Koord 3 mm, vlecht drievoudig.
Benodigde lengte 15 m.
Begin met 5 m, dus met 1/3 van de 15 m.
Het doorsteken van de 3e rondgang is te doen, maar gaat niet zo makkelijk als de eerste twee rondgangen.
Resultaat een gesloten structuur.

 

Koord 4 mm, vlecht verdubbeld.
Benodigde lengte 10 m.
Begin met 5 m, dus in het midden van de 10 m.
Het vlechten gaat wat lastiger dan bij 3 mm en de verdubbeling uiteraard ook.
Resultaat een wat grove, vrijwel gesloten structuur.
Met koord dikker dan 4 mm is de vlecht niet te verdubbelen.

 

Parakoord 3 mm, vlecht verdubbeld.
Benodigde lengte 10 m.
Begin met 5 m, dus in het midden van de 10 m.
Is heel spoepel en werkt makkelijk.
Met parakoord van 3 mm krijg je bij een verdubbeling al een dichte structuur. Dat komt door de samenstelling van dit koord, waarbij de kern geen vaste ronde vorm heeft. Het koord valt plat en is dan breder.





 

WERKBORD en SPELDEN

Het werkblad moet op een werkbord liggen, waar spelden in gestoken worden om het koord vast te zetten tijdens het maken. Dat werkbord moet dan wel ten minste zo dik zijn dat de spelden er aan de onderkant niet door steken.

Tempex, ook bekend als piepschuim, is in platen verkrijgbaar in bouwmarkten, maar dan moet je waarschijnlijk een groot pak kopen. Soms vind je het ook als verpakkingsmateriaal, maar dan meestal in kleine stukken.

Spelden zijn er makkelijk in te steken, maar blijven niet op hun plek bij het vlechten. Dat is op te lossen door er een laag golfkarton of vilt op te leggen.

 

Een werkbord van stevig schuim werkt het best, zoals bijvoorbeeld van PE-schuim. Daar overheen een lap stof of vilt is niet perse nodig, maar werkt wel lekker.

 

Maar als je bovengenoemde materialen niet hebt kan het ook met glofkarton. Kleine dozen zijn veelal wel bij een supermarkt te halen. Bijvoorbeeld dozen waar flessen in hebben gezeten. Dat karton is niet te hard om spelden door te steken.

 

Snij uit de dozen platen van ± 24 x 34 cm. Groter mag ook.
Bijvoorkeur niet alle platen in dezelfde richting van de golf in het karton. Het werkbord wordt steviger als een deel van de platen gekruist op elkaar komen, zoals dat ook in hout bij multiplex met de fineerlagen wordt gedaan.

 

Bind de kartonnen platen met twee touwen bij elkaar.




 

Voor het vastpinnen van het koord zijn ongeveer 90 glasknopspelden nodig. Koop wel goed spelden. Goedkope spelden kan ook, maar daarvan zijn de punten soms niet scherp en dat werkt lastig.
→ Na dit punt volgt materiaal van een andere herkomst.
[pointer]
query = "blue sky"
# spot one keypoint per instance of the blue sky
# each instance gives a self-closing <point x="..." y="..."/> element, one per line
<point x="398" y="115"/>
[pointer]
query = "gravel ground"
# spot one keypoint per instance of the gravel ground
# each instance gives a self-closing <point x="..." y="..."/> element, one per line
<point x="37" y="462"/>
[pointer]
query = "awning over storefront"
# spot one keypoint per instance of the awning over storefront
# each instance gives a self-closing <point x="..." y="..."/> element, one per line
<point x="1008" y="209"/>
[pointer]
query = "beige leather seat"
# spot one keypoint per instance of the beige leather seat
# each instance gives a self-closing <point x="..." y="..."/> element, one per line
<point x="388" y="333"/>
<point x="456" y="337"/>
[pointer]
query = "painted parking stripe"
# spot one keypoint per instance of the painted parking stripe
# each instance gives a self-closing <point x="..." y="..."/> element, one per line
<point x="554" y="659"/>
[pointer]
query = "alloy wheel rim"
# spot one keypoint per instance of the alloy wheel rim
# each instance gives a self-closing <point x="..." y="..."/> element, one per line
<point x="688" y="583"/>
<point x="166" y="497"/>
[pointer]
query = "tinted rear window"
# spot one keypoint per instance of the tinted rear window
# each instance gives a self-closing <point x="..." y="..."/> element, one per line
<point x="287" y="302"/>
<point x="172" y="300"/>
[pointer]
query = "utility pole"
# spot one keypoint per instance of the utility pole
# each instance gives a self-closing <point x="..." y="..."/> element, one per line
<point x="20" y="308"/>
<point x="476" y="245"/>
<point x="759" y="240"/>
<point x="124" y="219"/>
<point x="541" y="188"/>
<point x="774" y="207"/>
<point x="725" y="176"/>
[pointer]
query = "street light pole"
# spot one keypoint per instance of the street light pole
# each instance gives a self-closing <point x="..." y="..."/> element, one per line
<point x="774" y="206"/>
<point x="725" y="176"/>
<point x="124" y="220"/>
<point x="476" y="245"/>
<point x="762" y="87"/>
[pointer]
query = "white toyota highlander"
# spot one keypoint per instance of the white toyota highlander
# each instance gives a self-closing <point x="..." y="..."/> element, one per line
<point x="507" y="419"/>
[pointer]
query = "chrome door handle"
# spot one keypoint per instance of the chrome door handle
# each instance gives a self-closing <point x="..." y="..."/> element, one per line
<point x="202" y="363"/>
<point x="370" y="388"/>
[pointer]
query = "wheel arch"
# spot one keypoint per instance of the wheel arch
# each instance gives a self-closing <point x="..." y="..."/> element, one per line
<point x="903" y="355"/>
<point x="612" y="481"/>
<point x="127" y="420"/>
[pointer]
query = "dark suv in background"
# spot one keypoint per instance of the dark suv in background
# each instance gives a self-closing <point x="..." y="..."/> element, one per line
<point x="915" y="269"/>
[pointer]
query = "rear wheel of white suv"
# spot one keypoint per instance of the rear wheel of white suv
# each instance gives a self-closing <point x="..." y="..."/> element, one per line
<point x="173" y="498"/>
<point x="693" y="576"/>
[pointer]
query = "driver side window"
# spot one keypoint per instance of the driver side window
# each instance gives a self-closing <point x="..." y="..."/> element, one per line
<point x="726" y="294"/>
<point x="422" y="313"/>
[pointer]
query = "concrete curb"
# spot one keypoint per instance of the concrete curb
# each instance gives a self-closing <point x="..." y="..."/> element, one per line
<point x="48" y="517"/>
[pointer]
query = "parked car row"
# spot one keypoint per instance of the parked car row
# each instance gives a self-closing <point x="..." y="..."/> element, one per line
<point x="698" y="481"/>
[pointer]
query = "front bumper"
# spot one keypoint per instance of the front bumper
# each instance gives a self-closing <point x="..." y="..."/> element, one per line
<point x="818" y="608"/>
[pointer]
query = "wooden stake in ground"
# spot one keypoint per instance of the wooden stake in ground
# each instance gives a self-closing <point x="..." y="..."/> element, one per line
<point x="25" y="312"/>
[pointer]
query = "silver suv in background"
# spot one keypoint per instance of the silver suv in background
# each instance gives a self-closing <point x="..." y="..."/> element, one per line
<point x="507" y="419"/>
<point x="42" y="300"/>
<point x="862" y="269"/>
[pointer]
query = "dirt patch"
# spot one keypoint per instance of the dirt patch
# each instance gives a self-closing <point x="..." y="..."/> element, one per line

Tijdens het maken van de vlecht moet je alle spelden makkelijk kunnen pakken. Steek ze buiten het werkblad in de rand van het werkbord of in een speldenkussen.

Een eenvoudig, maar goed werkbaar speldenkussen, is een plaatje tempex met daaronder een plankje of stevig karton geplakt. Die onderkant is nodig om te voorkomen dat de spelden door het kussen steken.

 

VLECHTNAALD

Om het koord makkelijk onderdoor te halen is een kromme naald nodig.

 

Die is eenvoudig te maken uit een stukje elektradraad, maar ook ijzerdraad of een grote paperclip zijn bruikbaar.

Als voorbeeld een stukje koper elektradraad waar de isolatie vanaf is gestript. Stukje van 13 cm en dat dubbel buigen, voor een naald van 6 cm.

 

Dan rond buigen en is dit je naald.

 

Het afgeknipte draad ziet er zo uit, nog al scherphoekig.

 

Vijl die scherpe hoekjes er af. Dat is niet nodig voor het doorsteken van de naald, maar wel heel handig als je een stuk van je werk weer moet uithalen! Want houd er maar rekening mee dat je wel eens een keer in de fout kan gaan en dan deels opnieuw moet beginnen.

 

Een laatste perfectie van je naald is om de puntjes nog wat naar binnen te buigen, waardoor ze in het koord steken.

 

De naald wordt met plakband aan het koord vast gemaakt.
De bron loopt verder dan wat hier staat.